As Rodenberg and the National Institute of Building Sciences point out, BIM is not only a technology using 3-D modelling and visualization. Although those aspects are important, BIM is primarily about information-a long-term shared resource for a building from the earliest design conception, through construction, during the years it is operated and maintained, altered or added onto, and throughout its entire life cycle.
According to a paper by Doug Bevill, president and founder of American business consultancy Bevill & Associates, and Peter J. Arsenault, a Stantec architect, "The integration of both graphic and non-graphic information in one place gives the model much more value as a resource that can be accessed by many people instead of wasting time and money to duplicate."
The two believe the "wastefulness and redundancy in building design and construction work is estimated at nearly U.S.$400 billion annually plus notably more when operating processes are taken into account."
The use of BIM appears to be increasing rapidly across the continent.

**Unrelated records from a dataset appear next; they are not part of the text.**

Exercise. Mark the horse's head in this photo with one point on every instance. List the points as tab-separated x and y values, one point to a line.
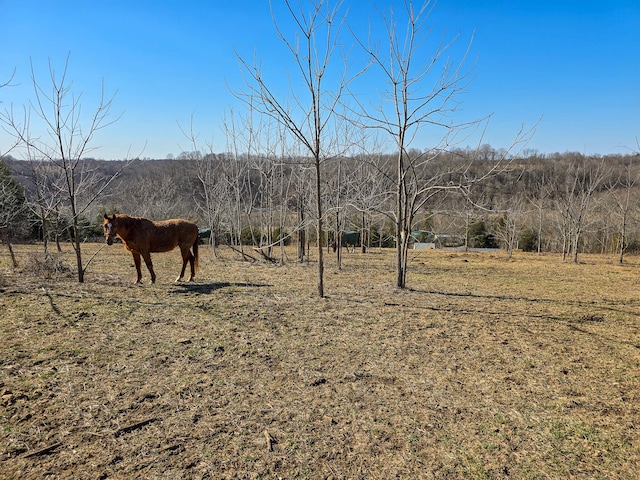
110	226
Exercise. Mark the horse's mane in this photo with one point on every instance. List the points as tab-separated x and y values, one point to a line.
128	220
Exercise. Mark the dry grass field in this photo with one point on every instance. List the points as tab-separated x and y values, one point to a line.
486	368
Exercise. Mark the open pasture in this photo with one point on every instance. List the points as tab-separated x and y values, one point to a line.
485	368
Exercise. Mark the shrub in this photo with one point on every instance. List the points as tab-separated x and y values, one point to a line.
528	240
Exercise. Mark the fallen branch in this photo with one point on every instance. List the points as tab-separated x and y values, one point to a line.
43	451
264	255
270	440
135	426
245	255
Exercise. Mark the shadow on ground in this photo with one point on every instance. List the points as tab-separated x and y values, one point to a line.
206	288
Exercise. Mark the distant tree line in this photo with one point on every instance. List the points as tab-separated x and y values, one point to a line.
563	202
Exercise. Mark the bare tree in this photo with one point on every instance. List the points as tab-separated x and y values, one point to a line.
12	208
574	201
68	138
508	225
306	115
422	95
624	203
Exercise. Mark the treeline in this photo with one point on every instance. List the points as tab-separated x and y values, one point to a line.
562	202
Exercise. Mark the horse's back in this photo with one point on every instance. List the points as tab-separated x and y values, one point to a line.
168	234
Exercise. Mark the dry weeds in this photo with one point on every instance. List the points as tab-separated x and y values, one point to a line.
486	368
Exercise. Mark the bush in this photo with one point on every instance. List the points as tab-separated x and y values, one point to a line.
528	241
47	266
478	236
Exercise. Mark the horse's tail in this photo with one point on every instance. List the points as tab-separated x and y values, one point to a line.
195	254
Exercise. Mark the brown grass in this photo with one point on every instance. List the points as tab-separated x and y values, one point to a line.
485	368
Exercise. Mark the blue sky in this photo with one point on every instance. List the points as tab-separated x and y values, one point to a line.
573	64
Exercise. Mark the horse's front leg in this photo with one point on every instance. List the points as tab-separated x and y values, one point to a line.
147	260
136	260
185	259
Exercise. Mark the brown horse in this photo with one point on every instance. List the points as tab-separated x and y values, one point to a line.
141	237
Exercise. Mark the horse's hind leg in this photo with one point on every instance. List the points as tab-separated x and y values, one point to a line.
147	260
136	260
185	258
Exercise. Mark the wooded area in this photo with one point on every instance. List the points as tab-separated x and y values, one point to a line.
566	203
305	165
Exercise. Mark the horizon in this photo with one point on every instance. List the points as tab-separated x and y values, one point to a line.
568	65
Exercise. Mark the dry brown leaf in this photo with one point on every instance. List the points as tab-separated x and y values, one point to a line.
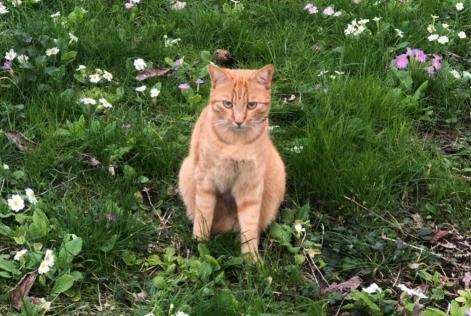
437	235
467	280
20	141
350	284
152	72
22	289
91	161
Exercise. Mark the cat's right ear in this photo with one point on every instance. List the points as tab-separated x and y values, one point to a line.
218	75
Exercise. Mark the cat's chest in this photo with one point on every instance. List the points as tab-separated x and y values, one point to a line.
228	171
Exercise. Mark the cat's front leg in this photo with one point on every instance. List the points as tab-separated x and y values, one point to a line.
249	201
204	212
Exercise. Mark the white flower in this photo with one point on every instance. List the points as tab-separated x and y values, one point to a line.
49	258
154	92
44	305
10	55
373	288
105	103
23	59
95	78
455	74
140	64
141	88
433	37
108	76
73	38
16	203
43	268
399	33
52	51
299	228
443	39
178	5
431	28
88	101
30	195
20	254
411	292
3	9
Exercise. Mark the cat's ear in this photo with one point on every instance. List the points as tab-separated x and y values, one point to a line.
264	76
218	75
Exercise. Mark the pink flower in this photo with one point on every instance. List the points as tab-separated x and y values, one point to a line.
419	54
184	86
328	11
312	9
436	61
179	61
401	61
430	70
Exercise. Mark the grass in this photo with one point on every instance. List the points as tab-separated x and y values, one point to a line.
373	156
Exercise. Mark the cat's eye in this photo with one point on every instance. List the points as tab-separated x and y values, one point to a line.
251	105
227	104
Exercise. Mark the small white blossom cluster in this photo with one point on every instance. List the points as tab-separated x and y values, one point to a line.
356	27
47	263
16	202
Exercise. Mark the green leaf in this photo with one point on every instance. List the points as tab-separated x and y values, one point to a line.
63	283
5	230
68	57
8	265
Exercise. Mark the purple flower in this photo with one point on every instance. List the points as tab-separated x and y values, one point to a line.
430	70
7	65
110	217
417	53
401	61
179	61
436	61
312	9
184	86
328	11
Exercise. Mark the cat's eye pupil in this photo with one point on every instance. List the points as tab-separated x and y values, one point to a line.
252	105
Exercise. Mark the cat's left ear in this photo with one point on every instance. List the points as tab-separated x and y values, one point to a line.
264	76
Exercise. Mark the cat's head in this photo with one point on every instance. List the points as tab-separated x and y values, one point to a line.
240	98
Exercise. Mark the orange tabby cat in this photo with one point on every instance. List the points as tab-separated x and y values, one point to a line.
233	178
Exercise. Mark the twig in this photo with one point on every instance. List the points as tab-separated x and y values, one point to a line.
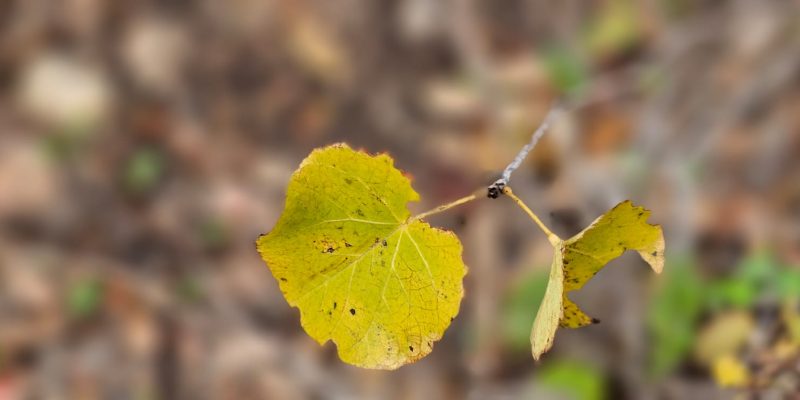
496	188
552	237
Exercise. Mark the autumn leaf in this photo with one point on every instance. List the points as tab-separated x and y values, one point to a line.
383	286
578	259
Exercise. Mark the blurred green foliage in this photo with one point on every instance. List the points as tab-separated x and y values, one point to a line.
684	296
143	170
84	297
567	71
576	380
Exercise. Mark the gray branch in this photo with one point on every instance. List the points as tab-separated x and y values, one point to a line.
496	188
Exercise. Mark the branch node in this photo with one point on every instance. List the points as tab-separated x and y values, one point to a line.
496	189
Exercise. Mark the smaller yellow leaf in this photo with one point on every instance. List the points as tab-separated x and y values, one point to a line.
578	259
728	371
726	333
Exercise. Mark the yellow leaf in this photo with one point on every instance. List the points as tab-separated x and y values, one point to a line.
726	333
728	371
579	258
379	284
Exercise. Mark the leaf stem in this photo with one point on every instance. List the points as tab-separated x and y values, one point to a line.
445	207
552	237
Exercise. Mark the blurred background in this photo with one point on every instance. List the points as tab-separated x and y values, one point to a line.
145	144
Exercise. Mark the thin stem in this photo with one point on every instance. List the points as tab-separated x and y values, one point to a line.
552	237
496	188
445	207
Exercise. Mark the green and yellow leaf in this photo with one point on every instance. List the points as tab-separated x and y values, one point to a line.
381	285
579	258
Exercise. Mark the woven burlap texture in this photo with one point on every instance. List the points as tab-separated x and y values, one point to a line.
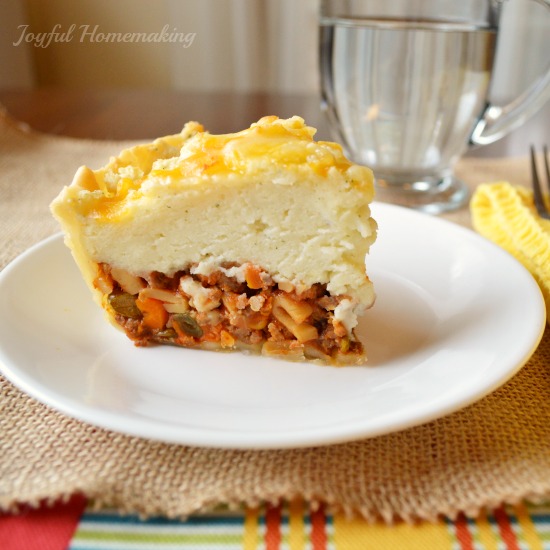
495	451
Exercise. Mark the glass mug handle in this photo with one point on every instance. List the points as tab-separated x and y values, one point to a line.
497	121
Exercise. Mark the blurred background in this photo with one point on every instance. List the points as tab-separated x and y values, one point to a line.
238	45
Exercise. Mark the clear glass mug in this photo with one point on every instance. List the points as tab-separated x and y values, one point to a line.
405	85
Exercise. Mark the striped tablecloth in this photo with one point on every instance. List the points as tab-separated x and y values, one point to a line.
77	526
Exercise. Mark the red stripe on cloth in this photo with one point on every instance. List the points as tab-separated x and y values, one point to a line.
318	529
463	534
273	528
506	532
43	528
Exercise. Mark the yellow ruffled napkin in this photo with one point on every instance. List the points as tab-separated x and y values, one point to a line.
505	214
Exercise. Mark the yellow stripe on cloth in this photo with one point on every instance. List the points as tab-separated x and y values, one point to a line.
296	532
505	214
360	535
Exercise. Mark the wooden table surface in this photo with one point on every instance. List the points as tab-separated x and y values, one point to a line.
146	114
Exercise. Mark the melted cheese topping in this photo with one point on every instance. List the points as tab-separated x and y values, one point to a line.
269	195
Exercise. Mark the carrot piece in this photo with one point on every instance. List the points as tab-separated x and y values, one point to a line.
154	314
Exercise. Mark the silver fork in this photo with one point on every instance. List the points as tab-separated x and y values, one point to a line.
538	194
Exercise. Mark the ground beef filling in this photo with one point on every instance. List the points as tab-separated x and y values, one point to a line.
221	310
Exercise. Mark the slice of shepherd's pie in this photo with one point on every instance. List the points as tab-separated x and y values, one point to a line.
252	241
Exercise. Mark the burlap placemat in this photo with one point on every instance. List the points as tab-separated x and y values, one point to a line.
495	451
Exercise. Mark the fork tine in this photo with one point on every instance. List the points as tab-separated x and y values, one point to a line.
537	192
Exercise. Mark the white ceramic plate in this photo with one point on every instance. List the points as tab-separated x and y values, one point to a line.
455	318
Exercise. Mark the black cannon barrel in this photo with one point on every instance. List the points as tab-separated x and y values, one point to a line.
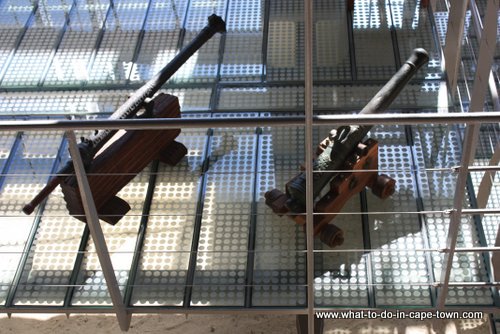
136	101
347	137
90	146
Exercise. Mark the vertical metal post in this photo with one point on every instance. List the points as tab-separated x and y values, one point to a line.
485	59
484	190
97	234
308	98
453	44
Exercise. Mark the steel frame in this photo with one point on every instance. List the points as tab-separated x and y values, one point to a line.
123	311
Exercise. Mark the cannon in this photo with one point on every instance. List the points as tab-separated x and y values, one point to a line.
339	163
113	158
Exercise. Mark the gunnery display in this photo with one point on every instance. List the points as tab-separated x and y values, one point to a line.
112	159
339	163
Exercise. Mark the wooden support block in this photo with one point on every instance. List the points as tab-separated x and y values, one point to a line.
276	200
121	160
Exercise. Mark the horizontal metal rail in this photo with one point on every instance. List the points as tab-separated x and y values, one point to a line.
175	123
292	310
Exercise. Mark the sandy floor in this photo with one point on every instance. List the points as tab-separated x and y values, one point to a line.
173	324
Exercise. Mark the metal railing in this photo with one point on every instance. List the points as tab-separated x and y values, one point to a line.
124	312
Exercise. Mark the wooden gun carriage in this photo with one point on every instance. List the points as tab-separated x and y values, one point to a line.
345	163
112	159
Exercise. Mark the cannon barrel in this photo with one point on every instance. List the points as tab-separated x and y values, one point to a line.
90	146
346	138
136	101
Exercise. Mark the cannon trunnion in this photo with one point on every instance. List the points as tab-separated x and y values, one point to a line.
125	155
360	172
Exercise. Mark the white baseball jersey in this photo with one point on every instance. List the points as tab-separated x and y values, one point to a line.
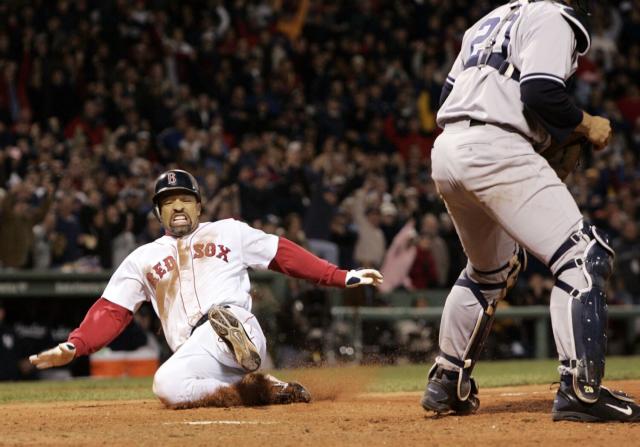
537	38
183	277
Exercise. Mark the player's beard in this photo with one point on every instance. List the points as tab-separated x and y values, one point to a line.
182	229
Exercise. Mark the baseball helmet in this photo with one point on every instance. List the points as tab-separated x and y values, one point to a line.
175	180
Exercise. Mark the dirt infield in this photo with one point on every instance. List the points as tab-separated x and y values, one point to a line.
508	416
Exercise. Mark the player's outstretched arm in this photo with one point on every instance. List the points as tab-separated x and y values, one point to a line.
293	260
103	323
58	356
362	277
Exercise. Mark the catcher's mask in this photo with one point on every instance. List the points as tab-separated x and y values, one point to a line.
175	180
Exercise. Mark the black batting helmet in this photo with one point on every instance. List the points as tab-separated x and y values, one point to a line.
174	180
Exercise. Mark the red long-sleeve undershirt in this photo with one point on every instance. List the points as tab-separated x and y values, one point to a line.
102	324
293	260
106	320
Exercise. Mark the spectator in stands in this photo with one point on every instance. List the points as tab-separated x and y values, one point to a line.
18	217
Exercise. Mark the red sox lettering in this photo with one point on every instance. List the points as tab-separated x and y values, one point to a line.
200	250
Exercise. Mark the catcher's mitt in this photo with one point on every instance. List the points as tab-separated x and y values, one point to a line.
563	158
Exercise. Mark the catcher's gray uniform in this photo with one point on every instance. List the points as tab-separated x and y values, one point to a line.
502	195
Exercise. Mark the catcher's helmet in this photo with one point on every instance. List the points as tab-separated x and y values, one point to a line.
174	180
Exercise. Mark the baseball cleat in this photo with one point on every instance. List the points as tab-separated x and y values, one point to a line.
231	331
288	392
441	394
611	406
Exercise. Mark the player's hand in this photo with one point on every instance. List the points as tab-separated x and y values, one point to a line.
597	130
58	356
361	277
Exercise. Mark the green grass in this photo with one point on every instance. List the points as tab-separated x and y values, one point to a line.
384	379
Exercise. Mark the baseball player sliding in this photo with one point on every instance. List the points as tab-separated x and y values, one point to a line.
195	276
503	102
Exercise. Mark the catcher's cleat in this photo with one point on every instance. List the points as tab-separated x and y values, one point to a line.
441	394
287	392
231	331
610	406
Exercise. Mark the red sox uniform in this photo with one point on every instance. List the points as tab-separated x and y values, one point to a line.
194	275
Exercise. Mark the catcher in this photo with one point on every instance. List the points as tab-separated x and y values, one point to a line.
506	95
196	278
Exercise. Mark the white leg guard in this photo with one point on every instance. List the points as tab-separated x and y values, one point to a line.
586	313
487	288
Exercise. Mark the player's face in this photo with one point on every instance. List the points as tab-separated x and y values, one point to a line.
180	213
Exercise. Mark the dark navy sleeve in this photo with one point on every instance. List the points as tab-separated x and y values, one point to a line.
549	102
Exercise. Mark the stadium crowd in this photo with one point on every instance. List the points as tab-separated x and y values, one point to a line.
310	119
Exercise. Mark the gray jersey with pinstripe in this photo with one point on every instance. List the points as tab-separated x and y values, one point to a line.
537	38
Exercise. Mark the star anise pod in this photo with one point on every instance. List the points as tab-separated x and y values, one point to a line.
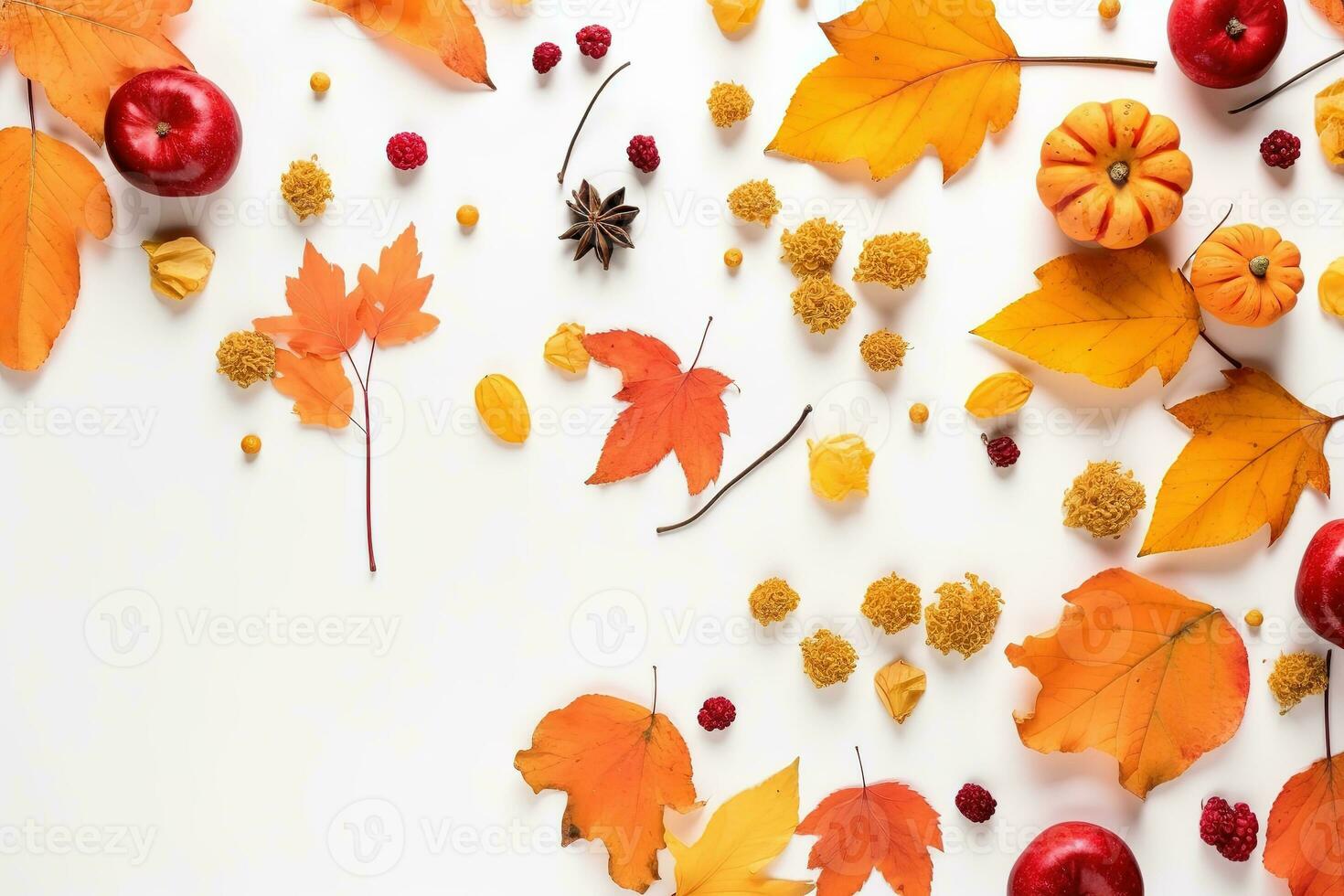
600	223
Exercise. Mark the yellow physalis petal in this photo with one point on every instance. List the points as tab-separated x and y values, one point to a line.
998	394
179	268
503	409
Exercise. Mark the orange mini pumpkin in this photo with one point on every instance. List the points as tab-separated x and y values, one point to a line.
1113	174
1246	275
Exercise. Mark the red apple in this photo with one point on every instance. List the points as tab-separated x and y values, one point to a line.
1320	583
1226	43
1075	859
174	133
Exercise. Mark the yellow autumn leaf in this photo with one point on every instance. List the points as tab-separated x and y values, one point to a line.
998	394
909	74
1254	449
1109	317
742	837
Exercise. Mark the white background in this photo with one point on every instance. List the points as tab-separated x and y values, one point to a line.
242	755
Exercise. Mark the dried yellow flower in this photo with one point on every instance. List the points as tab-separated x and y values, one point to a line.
246	357
1103	500
828	658
754	202
839	466
772	601
565	349
814	248
179	266
1296	676
895	260
883	351
891	603
964	618
821	304
729	103
306	187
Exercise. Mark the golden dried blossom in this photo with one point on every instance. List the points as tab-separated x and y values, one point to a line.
891	603
772	601
754	202
814	248
1103	500
729	103
895	260
306	187
964	618
828	658
821	304
246	357
1295	677
883	351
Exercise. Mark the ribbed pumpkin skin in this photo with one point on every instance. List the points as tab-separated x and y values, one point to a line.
1224	285
1075	185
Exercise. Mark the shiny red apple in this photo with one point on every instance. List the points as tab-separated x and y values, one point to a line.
1075	859
174	133
1226	43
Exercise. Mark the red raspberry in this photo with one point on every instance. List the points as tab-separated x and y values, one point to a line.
717	713
976	804
546	57
408	151
643	152
594	40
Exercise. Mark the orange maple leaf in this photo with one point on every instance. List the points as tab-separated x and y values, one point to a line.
325	320
669	411
390	298
48	192
620	764
1136	670
884	827
80	51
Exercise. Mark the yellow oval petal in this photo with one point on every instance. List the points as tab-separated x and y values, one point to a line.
503	409
998	394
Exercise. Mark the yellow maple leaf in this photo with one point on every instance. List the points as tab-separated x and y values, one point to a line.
1109	317
742	837
1254	449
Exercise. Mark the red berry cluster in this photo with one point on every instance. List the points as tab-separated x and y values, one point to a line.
1232	829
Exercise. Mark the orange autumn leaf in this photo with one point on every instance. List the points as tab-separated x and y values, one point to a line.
319	386
669	411
390	298
884	827
443	27
620	764
909	74
1138	672
1254	449
48	192
325	318
80	51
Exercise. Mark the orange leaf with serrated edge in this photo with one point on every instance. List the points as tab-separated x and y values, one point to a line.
80	51
620	764
319	386
1254	449
669	411
325	318
390	298
443	27
1138	672
884	827
48	192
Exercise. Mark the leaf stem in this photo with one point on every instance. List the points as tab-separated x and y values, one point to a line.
741	475
575	137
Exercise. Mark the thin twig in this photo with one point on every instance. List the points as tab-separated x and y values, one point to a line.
741	475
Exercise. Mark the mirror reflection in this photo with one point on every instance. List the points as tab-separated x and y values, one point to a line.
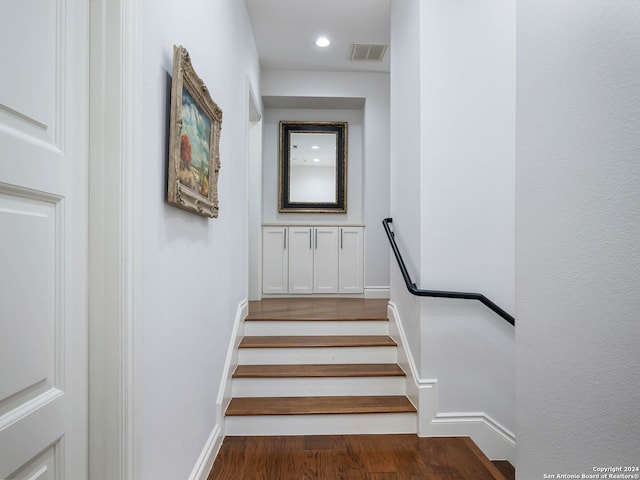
312	167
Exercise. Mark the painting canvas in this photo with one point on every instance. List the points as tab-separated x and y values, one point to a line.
194	158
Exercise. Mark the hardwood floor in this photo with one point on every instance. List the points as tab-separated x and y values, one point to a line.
351	457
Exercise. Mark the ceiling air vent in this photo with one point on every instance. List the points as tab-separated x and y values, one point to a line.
368	52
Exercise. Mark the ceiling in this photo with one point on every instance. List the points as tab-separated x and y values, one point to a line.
286	30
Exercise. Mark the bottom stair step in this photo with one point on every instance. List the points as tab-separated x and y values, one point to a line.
319	405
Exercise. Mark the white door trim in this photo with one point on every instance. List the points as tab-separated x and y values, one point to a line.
115	128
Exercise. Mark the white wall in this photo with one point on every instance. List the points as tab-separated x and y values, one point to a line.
374	89
194	269
467	215
405	169
453	149
577	231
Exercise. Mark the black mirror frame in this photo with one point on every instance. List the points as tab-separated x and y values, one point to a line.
288	127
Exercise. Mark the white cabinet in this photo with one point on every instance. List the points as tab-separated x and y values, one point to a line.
312	260
325	260
301	260
351	257
275	260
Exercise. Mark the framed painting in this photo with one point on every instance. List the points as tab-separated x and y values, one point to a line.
194	138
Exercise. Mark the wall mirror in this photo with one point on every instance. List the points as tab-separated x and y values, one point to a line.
312	167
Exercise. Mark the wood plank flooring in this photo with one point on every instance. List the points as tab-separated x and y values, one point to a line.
351	457
318	309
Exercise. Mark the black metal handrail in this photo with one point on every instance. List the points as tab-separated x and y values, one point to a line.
414	290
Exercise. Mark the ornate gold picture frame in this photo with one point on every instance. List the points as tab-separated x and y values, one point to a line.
194	139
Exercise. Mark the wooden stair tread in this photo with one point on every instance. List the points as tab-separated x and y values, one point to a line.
317	341
328	370
245	406
318	309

Pointing to a joint study by McGraw-Hill Construction and the National Institute of Building Sciences that was based on information from surveys across North America "from all parts of the architecture, engineering and construction spectrum," the authors of the paper note that 49 per cent of the sector was using BIM in 2009, up from 28 per cent in 2007. Also, current users expect to increase their use of BIM, according to the joint study's findings in McGraw-Hill's SmartMarket Report series called The Business Value of BIM: Getting Building Information Modeling to the Bottom Line.
The use of BIM systems was pioneered in the automobile and aircraft manufacturing industries. Users of BIM in the construction sector are finding that construction projects that use BIM can achieve about the same levels of accuracy and precision found in the automobile and aircraft industries. The higher levels of precision and accuracy apply across the BIM environment, says Leurdyke, who points to three bids on a multi-million-dollar building for the University of Alberta, all of which used BIM. The three bids came within $1,000 or $2,000 of each other.
In Alberta, BIM is being used by the architecture and engineering community on about 30 per cent of projects.
"The next logical step is for contractors to get on board," Rodenberg says. He adds, "BIM-based design is contractor-ready."
But one of the challenges, he says, is that smaller consulting firms and builders don't yet see an advantage in BIM: "They can make money doing what they do. But in a downturn, those using BIM could have a competitive advantage."
Some Chinese builders are using BIM. A recent project in China involved an office tower whose 15 stories were built in 15 days, Rodenberg says.